Idra Novey opens her debut novel Ways to Disappear with a sixty-year-old woman, perched high in an almond tree with a suitcase, reading a book, a cigar stuck in her mouth. One of the domino players in the nearby park wanders over to see if he can be of assistance and to sneak a look at a woman’s ample behind directly over his head.
The image is compelling and strange and wonderfully perfect for this novel. It sets the tone, hints at themes, and opens the door to the possibility that anything can happen in this fast-paced plot.
There are, it turns out, many ways to disappear. The woman in the tree is the Brazilian author Beatriz Yagoda, and when she disappears, her translator, Emma, sheds her life and her boring boyfriend in Pittsburgh and flies to Rio de Janeiro to track her down. Translators are the silent magicians behind the author’s story, moving words and meaning from one language to another. They fly below the radar of publicity, ignored and paid accordingly. Since graduate school, Emma has translated five of Beatriz’s works. She has lived Beatriz’s stories “with the intensity of an addict.” But when she arrives in Rio, Emma becomes absorbed not with words, but with Beatriz’s life, falling for the author’s handsome son with radioactive-green eyes, and tangling with the author’s daughter, Raquel, who has little time for fiction, or for Emma, who thinks she knows her mother simply because she’s intimate with her work.
People can also disappear to each other when they see only parts or fragments. Emma idealizes Beatriz; Raquel sees Beatriz as a strange, unreliable mother. Raquel remembers when the government dynamited the prison on Ilha Grande island, and she and her mother watched it on TV. Her mother pointed to the birds and said, “Look, the birds are collapsing in the sky. She would have liked to have spoken with her mother just once about what was actually happening. A demolition.” Beatriz’s longtime editor and publisher, Roberto Rocha, views Beatriz as his first true author, and her book as his only success. And Beatriz’s gun-toting loan shark, who has funded Beatriz’s online gambling habit and now wants his money back— he only sees the author as a source of money.
The gambling is an unexpected discovery. Beatriz, a closet gambler, is hiding behind the pseudonym of a shoemaker, O Sapateiro, which was what her father became when he left Johannesburg, where he’d worked as a lawyer. This persistent juxtaposition of images adds energy to the story. There’s also the urgency of a dangerous thug and a missing author. This is not a quiet story.
Novey has translated several books from Portuguese and Spanish, including Clarice Lispector’s The Passion According to G.H. She seems to have absorbed some of Lispector’s style, with her strange images and overwrought characters who encounter something that pushes them out of their daily reality toward an existential crisis, all within the constraints of realism. But Novey departs from Lispector’s long interior monologues that stretch her work into the realm of speculation. Ways to Disappear is more reader-friendly. The chapters are short, creating a sense of speed, and they are interspersed with even shorter chapters–emails sent by the rejected American boyfriend and dictionary entries.

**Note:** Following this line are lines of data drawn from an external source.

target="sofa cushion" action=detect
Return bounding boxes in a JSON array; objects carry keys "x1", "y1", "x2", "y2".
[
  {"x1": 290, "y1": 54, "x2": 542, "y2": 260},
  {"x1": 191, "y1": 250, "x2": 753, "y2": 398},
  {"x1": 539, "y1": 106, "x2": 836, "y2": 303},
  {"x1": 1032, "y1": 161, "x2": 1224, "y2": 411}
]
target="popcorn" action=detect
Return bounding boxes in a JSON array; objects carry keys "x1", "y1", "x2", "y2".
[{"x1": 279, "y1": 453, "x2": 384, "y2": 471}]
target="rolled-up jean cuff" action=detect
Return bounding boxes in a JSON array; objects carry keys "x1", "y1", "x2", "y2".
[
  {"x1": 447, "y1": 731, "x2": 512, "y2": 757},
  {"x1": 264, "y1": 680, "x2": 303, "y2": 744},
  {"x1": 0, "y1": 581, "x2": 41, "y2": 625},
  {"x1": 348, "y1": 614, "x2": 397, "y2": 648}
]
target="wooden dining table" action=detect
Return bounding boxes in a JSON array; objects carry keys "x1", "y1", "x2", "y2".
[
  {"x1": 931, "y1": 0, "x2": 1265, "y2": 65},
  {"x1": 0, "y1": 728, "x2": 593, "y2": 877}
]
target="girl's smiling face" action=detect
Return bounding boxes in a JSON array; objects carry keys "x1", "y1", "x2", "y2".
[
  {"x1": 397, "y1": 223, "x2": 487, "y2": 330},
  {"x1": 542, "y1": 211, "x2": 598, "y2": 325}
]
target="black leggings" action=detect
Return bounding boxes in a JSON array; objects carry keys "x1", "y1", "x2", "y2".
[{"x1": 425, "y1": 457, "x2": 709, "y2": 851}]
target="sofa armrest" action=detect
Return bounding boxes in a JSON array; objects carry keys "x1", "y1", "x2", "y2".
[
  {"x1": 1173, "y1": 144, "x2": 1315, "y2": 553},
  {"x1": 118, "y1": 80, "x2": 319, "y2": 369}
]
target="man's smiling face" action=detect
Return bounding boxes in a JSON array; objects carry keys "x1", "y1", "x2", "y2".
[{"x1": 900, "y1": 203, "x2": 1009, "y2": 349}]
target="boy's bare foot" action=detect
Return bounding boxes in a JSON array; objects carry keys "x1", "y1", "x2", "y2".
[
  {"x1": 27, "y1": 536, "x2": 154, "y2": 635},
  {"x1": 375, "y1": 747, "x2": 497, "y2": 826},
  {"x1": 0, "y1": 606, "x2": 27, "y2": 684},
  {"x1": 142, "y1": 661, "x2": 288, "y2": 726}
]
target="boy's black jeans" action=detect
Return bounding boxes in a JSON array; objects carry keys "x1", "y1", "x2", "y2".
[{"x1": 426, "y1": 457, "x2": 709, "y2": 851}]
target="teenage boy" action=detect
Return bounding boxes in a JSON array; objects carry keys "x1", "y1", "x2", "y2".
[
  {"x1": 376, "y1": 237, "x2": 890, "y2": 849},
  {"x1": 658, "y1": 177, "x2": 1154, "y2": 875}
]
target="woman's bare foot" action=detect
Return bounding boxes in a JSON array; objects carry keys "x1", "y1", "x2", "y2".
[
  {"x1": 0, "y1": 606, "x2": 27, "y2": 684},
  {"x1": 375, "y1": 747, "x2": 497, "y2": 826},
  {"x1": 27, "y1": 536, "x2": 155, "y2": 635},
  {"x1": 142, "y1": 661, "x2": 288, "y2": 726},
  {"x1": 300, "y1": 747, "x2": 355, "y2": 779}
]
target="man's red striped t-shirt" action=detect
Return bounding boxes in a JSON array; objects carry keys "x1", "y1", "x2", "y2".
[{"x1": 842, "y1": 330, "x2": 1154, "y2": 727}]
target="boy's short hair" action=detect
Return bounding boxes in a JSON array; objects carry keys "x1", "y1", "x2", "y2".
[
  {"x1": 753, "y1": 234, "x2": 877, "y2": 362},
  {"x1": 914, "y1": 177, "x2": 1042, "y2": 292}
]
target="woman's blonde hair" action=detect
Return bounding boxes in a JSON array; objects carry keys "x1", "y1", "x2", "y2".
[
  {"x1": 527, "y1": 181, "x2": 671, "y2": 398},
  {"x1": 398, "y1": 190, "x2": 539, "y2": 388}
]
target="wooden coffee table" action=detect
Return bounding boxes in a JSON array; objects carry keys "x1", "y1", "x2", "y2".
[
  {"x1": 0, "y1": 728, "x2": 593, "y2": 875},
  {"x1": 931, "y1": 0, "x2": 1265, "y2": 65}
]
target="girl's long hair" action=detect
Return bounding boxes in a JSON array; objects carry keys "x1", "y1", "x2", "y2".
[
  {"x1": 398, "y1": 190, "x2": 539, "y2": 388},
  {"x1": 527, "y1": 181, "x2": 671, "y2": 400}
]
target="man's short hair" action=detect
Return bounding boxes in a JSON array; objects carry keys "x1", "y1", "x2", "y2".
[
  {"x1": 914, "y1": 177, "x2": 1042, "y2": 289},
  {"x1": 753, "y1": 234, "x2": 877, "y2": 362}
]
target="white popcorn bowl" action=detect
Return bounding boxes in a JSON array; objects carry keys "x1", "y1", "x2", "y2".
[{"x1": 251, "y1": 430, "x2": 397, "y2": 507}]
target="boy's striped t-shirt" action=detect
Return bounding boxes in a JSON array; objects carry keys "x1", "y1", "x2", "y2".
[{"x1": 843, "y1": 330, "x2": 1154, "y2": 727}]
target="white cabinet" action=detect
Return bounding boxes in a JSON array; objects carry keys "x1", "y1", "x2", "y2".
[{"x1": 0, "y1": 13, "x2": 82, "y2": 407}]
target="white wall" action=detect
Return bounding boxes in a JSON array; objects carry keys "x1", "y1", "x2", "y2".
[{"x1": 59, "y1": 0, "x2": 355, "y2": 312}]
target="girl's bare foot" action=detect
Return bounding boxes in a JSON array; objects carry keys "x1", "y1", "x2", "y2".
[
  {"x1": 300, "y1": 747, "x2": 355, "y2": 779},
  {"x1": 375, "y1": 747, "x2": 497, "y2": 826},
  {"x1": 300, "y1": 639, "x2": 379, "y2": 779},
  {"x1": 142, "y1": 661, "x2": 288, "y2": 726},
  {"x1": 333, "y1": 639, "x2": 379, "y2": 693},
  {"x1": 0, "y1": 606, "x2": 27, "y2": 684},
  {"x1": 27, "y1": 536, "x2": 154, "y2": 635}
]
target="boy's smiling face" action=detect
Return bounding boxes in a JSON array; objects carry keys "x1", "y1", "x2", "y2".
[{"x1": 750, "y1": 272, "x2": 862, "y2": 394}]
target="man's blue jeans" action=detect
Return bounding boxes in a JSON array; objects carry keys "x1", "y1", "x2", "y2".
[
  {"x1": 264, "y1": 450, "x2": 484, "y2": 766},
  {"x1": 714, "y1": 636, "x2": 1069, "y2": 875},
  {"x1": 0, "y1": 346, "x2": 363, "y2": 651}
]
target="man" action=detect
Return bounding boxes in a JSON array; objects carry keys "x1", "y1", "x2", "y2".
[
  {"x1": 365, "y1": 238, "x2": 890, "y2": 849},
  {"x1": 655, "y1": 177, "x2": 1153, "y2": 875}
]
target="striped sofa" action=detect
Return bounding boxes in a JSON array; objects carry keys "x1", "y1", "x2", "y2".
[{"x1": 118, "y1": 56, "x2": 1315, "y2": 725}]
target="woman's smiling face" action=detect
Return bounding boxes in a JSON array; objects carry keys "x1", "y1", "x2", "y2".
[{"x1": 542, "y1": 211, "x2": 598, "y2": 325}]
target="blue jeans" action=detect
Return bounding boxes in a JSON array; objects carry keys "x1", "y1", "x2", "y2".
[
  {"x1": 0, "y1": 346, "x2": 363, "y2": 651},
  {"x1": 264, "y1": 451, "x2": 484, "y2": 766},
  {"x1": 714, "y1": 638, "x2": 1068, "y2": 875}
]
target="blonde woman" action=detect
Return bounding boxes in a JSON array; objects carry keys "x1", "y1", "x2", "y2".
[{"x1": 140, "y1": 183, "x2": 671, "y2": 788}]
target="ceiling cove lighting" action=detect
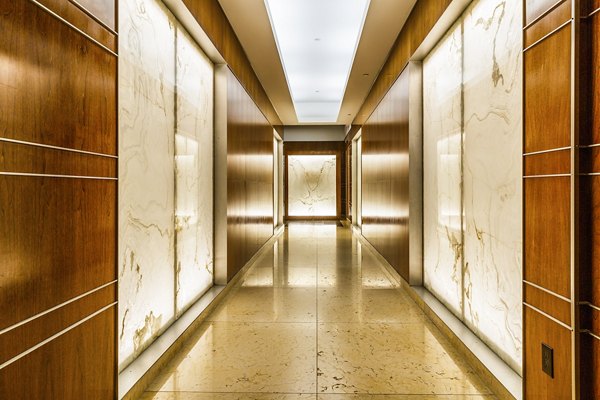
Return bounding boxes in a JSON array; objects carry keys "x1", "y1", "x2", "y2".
[{"x1": 265, "y1": 0, "x2": 370, "y2": 123}]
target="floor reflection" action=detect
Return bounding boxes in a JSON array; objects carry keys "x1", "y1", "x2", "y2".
[{"x1": 143, "y1": 223, "x2": 495, "y2": 400}]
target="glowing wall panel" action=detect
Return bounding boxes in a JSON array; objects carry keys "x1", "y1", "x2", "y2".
[
  {"x1": 118, "y1": 0, "x2": 213, "y2": 370},
  {"x1": 175, "y1": 28, "x2": 214, "y2": 313},
  {"x1": 288, "y1": 155, "x2": 337, "y2": 217},
  {"x1": 423, "y1": 0, "x2": 522, "y2": 371},
  {"x1": 423, "y1": 21, "x2": 463, "y2": 315},
  {"x1": 118, "y1": 0, "x2": 175, "y2": 368}
]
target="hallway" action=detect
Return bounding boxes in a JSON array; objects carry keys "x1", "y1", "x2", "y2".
[{"x1": 143, "y1": 223, "x2": 495, "y2": 400}]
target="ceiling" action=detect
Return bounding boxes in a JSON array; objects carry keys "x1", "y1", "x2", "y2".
[{"x1": 219, "y1": 0, "x2": 416, "y2": 125}]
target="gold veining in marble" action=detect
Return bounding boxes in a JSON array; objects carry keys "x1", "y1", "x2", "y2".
[
  {"x1": 318, "y1": 322, "x2": 491, "y2": 395},
  {"x1": 148, "y1": 322, "x2": 316, "y2": 393}
]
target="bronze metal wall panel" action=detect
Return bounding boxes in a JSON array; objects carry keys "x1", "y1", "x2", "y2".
[
  {"x1": 362, "y1": 68, "x2": 409, "y2": 281},
  {"x1": 227, "y1": 72, "x2": 273, "y2": 280}
]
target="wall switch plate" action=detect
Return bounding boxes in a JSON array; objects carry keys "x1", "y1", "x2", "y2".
[{"x1": 542, "y1": 343, "x2": 554, "y2": 378}]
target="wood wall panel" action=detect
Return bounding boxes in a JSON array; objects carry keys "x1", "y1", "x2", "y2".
[
  {"x1": 0, "y1": 0, "x2": 117, "y2": 155},
  {"x1": 578, "y1": 9, "x2": 600, "y2": 399},
  {"x1": 180, "y1": 0, "x2": 282, "y2": 126},
  {"x1": 523, "y1": 306, "x2": 571, "y2": 400},
  {"x1": 0, "y1": 176, "x2": 117, "y2": 329},
  {"x1": 74, "y1": 0, "x2": 117, "y2": 31},
  {"x1": 0, "y1": 0, "x2": 117, "y2": 400},
  {"x1": 524, "y1": 0, "x2": 565, "y2": 26},
  {"x1": 0, "y1": 306, "x2": 117, "y2": 400},
  {"x1": 362, "y1": 68, "x2": 409, "y2": 281},
  {"x1": 37, "y1": 0, "x2": 117, "y2": 53},
  {"x1": 352, "y1": 0, "x2": 452, "y2": 125},
  {"x1": 523, "y1": 0, "x2": 572, "y2": 47},
  {"x1": 581, "y1": 334, "x2": 600, "y2": 399},
  {"x1": 523, "y1": 177, "x2": 571, "y2": 298},
  {"x1": 523, "y1": 149, "x2": 571, "y2": 176},
  {"x1": 227, "y1": 72, "x2": 273, "y2": 280},
  {"x1": 523, "y1": 26, "x2": 571, "y2": 153},
  {"x1": 0, "y1": 139, "x2": 117, "y2": 178},
  {"x1": 283, "y1": 141, "x2": 347, "y2": 220},
  {"x1": 0, "y1": 282, "x2": 117, "y2": 364},
  {"x1": 523, "y1": 283, "x2": 571, "y2": 325}
]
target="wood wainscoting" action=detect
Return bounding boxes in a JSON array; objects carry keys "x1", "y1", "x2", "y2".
[{"x1": 523, "y1": 0, "x2": 600, "y2": 399}]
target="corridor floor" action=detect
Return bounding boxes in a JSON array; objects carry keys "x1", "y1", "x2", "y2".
[{"x1": 142, "y1": 223, "x2": 495, "y2": 400}]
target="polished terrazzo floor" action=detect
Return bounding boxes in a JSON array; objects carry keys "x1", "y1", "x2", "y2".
[{"x1": 142, "y1": 223, "x2": 495, "y2": 400}]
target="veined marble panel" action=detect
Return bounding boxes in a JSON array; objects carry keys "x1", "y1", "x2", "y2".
[
  {"x1": 288, "y1": 155, "x2": 337, "y2": 217},
  {"x1": 463, "y1": 0, "x2": 522, "y2": 371},
  {"x1": 423, "y1": 24, "x2": 463, "y2": 315},
  {"x1": 119, "y1": 0, "x2": 175, "y2": 369},
  {"x1": 175, "y1": 28, "x2": 214, "y2": 313}
]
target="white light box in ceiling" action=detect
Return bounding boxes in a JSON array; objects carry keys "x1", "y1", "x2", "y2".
[{"x1": 265, "y1": 0, "x2": 369, "y2": 122}]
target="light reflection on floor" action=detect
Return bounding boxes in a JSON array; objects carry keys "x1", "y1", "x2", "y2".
[{"x1": 143, "y1": 223, "x2": 495, "y2": 400}]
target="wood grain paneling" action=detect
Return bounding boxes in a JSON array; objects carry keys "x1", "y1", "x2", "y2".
[
  {"x1": 524, "y1": 0, "x2": 565, "y2": 26},
  {"x1": 352, "y1": 0, "x2": 452, "y2": 125},
  {"x1": 580, "y1": 304, "x2": 600, "y2": 336},
  {"x1": 0, "y1": 176, "x2": 117, "y2": 329},
  {"x1": 180, "y1": 0, "x2": 282, "y2": 126},
  {"x1": 283, "y1": 141, "x2": 346, "y2": 220},
  {"x1": 581, "y1": 334, "x2": 600, "y2": 399},
  {"x1": 523, "y1": 0, "x2": 572, "y2": 47},
  {"x1": 74, "y1": 0, "x2": 117, "y2": 30},
  {"x1": 523, "y1": 149, "x2": 571, "y2": 176},
  {"x1": 523, "y1": 306, "x2": 571, "y2": 400},
  {"x1": 0, "y1": 0, "x2": 117, "y2": 399},
  {"x1": 0, "y1": 283, "x2": 117, "y2": 364},
  {"x1": 0, "y1": 141, "x2": 117, "y2": 178},
  {"x1": 0, "y1": 306, "x2": 117, "y2": 400},
  {"x1": 523, "y1": 177, "x2": 571, "y2": 298},
  {"x1": 362, "y1": 68, "x2": 409, "y2": 281},
  {"x1": 579, "y1": 176, "x2": 600, "y2": 306},
  {"x1": 37, "y1": 0, "x2": 117, "y2": 53},
  {"x1": 227, "y1": 72, "x2": 273, "y2": 280},
  {"x1": 579, "y1": 9, "x2": 600, "y2": 144},
  {"x1": 523, "y1": 26, "x2": 571, "y2": 153},
  {"x1": 523, "y1": 283, "x2": 571, "y2": 325},
  {"x1": 0, "y1": 0, "x2": 117, "y2": 155}
]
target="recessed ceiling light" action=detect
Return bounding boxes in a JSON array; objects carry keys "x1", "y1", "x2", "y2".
[{"x1": 264, "y1": 0, "x2": 370, "y2": 122}]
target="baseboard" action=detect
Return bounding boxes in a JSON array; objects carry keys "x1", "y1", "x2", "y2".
[
  {"x1": 353, "y1": 226, "x2": 523, "y2": 400},
  {"x1": 118, "y1": 225, "x2": 285, "y2": 400}
]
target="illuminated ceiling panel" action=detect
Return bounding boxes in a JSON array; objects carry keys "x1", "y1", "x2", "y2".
[{"x1": 265, "y1": 0, "x2": 369, "y2": 122}]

Here is Emma, reading Beatriz’s work to Beatriz’s son, Marcus.
For I know something, she read, about the dream life of pigeons. I know their dreams are not unlike the floating thoughts of a woman who’s forgotten herself in a bath. A woman who’s willed herself into a slumber as the water streams, steaming, from the faucet over the full tub and onto the floor, slowly leaking into the room below.
Instead of letting the moment go on for too long, Novey brings us back to the present story:
Ah, that’s my mother there. Marcus pressed his lips to Emma’s shoulder and she continued more slowly, more luxuriantly. She’d read an essay by Borges once in which he’d used the word “lujosamente” to describe the voice in Joseph Mardrus’s translation of A Thousand and One Nights.
Novey has said in interviews that she was interested in violence and how an unspoken trauma manifests differently in a writer’s work than in her relationship with her children. Beatriz’s publisher tells her to tone down her work, advice that Beatriz rejects, insisting the point is to take all of it too far. Novey smartly aligns herself with Beatriz’s approach.
The novel starts off comic and wacky but turns menacingly dark. Soon, center stage, there is a kidnapping, an ear in a shoebox, bodyguards and ransom notes. This movement across tones and genres—farce, comedy, mystery, romance—offers plenty of surprises. You can disappear for hours in Novey’s original story.